High or low workload, it is a known fact that a highly motivated individual performs better under all conditions. Motivating pilots is relatively simple because most love their job – it is easier to motivate an individual who loves his job, as the motivator is in the job content itself. The Commander should try and provide opportunities for the crew to grow, of course within the laid down regulations. This is very motivating for the crew and the performance of the team improves. Mentoring a relatively inexperienced crew member pays rich dividends in terms of motivation and job satisfaction for both the mentor and the mentee.

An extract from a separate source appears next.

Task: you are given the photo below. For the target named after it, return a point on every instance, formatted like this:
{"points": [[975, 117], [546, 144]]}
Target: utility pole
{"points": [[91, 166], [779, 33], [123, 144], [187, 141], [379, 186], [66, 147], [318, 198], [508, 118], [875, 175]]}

Having gone through this paper, one is tempted to ask, “So what is CRM?” It is nothing but understanding that aviation is a complex system; we are human in that our physical, physiological and psychological performance keeps changing and that our information processing system has serious limitations (specially under time critical situations); that humans are emotional beings; that we need all the help possible to fly safely from A to B; that it is humanly not possible to do things by ourselves and that other crew members can be a big help, but would need to be led, motivated, involved to bring out their most optimum performance. Past accidents provide evidence that technical competence is an important requirement, but not the only requirement for safe operations; interpersonal and cognitive (information processing has severe limitations, especially under time critical situations) functions also have to be integrated in to flight operations to achieve a safe flight.

Finally, CRM is a concept that recognises the critical role of human factors in determining the effectiveness of technically proficient crew in both normal and non normal situations and gives one a practical approach which can help in an attitudinal/ behavioural change so that competent individuals can come together to form a competent team.

How does one recognise a competent team from just a technically proficient team? A competent team is one that can operate a safe and efficient flight from A to B, and also terminate the flight with the crews deriving satisfaction from working as valued professional members of the team, and also with a readiness/ willingness to perform together as a crew in the future.